Skill-creator’s four modes Create, Eval, Improve, and Benchmark give every skill author the tools to move from intuition to evidence. Start with evals on your most critical skill. Let the results show you where to improve. Run benchmarks to confirm the change actually helped. Tune your description so the skill fires when it should.
The teams getting the most from AI agents are the ones who treat skills like software. Test before shipping. Measure before claiming improvement. Refine based on real data, not gut feeling.
FAQs
1. What is skill-creator and what does it do?
Skill-creator is a tool built by Anthropic for creating, testing, and improving Agent Skills in Claude. It operates in four modes: Create, Eval, Improve, and Benchmark. The updated version brings structured evaluation, parallel multi-agent testing, and description optimization to skill authoring without requiring any coding knowledge.
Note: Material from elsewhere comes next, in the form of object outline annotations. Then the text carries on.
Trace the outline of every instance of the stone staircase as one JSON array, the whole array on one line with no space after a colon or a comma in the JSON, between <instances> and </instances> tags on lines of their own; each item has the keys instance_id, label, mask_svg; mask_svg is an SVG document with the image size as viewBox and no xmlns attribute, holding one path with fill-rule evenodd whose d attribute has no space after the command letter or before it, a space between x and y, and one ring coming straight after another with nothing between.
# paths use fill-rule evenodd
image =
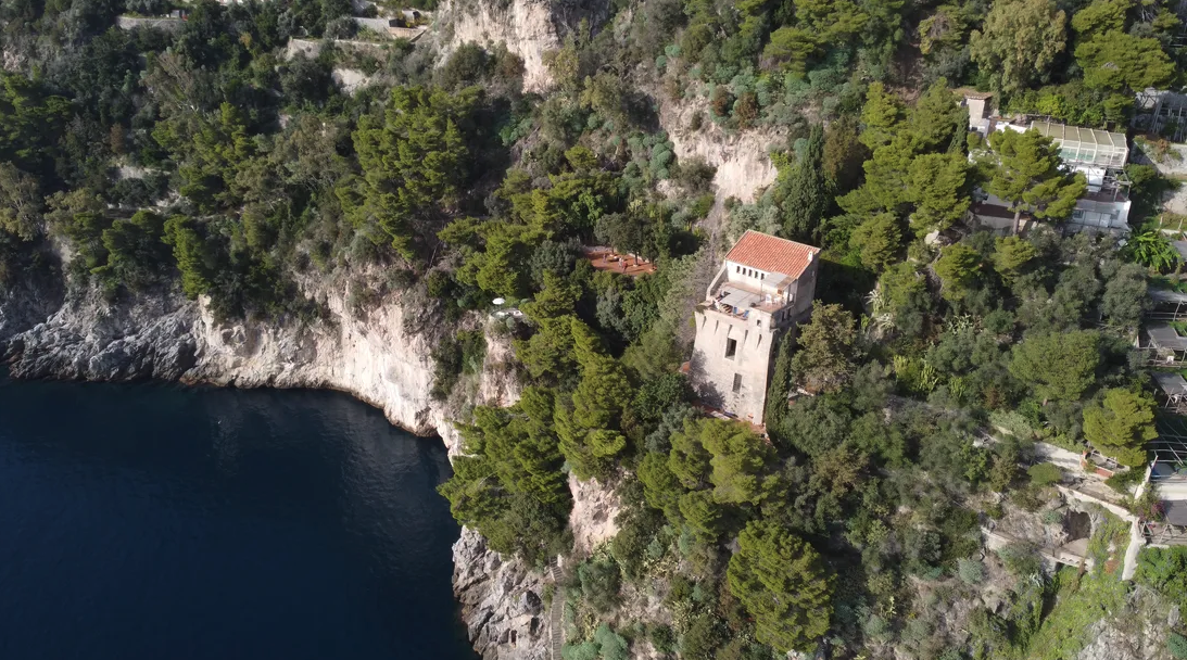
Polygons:
<instances>
[{"instance_id":1,"label":"stone staircase","mask_svg":"<svg viewBox=\"0 0 1187 660\"><path fill-rule=\"evenodd\" d=\"M560 591L560 565L553 558L548 561L552 577L552 604L548 607L548 649L552 660L560 660L560 648L565 646L565 598Z\"/></svg>"}]
</instances>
2. What are Agent Skills in Claude?
Agent Skills are custom markdown-based instruction files (SKILL.md) that extend what a Claude agent can do in a repeatable, structured way. They fall into two categories: capability uplift skills, which teach the agent to do tasks it cannot do reliably on its own, and encoded preference skills, which capture how a specific team or workflow wants a task completed.
3. How do I test an Agent Skill without writing code?
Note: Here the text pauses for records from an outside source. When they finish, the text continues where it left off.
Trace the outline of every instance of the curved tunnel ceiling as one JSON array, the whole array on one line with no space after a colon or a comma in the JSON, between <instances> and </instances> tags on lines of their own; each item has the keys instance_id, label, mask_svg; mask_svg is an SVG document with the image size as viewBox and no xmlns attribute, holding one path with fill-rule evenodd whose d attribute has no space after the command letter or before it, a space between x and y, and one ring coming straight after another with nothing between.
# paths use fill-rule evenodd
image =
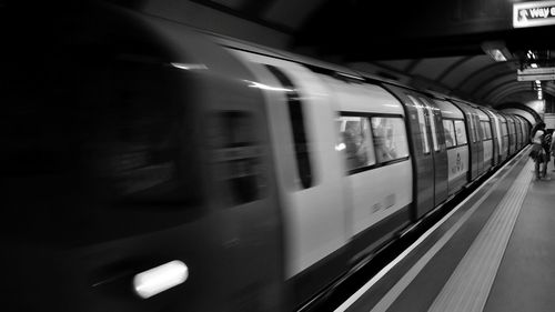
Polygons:
<instances>
[{"instance_id":1,"label":"curved tunnel ceiling","mask_svg":"<svg viewBox=\"0 0 555 312\"><path fill-rule=\"evenodd\" d=\"M542 53L542 66L555 67L555 26L513 28L513 3L521 0L107 1L254 43L268 43L276 36L286 38L285 43L271 48L494 108L537 99L534 82L516 81L516 70L527 62L526 51ZM215 12L213 19L199 18L210 16L206 10ZM246 22L244 27L226 22L223 13ZM253 24L272 36L254 36ZM495 62L482 49L486 42L504 43L511 59ZM553 102L554 82L542 82L542 90Z\"/></svg>"}]
</instances>

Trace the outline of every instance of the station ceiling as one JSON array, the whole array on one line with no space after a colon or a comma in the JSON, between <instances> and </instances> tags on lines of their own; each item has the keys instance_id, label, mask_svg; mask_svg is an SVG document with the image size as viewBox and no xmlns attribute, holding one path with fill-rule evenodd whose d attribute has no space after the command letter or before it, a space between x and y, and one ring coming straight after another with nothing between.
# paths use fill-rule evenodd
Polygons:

Use skill-creator’s Eval mode inside Claude.ai or Cowork. Ask Claude to use the skill-creator, describe your skill, and provide sample prompts that represent real tasks. Skill-creator will run them against your skill and return structured pass/fail results with explanations for each case no code required at any step.
4. What is context bleed and why does it matter for skill testing?
Context bleed happens when one test case leaves residue in the conversation context, affecting the next test case and skewing your results. Skill-creator’s multi-agent support eliminates this by running each eval in a separate, isolated agent context. This ensures every test starts from a clean state, giving you results that accurately reflect actual skill performance.
5. What is a comparator agent in skill-creator?
A comparator agent performs blind A/B comparisons between two skill versions or between using a skill and not using one. It evaluates the outputs without knowing which version produced which result, eliminating bias. This gives you an objective, evidence-based answer to the question: did this change actually improve the skill?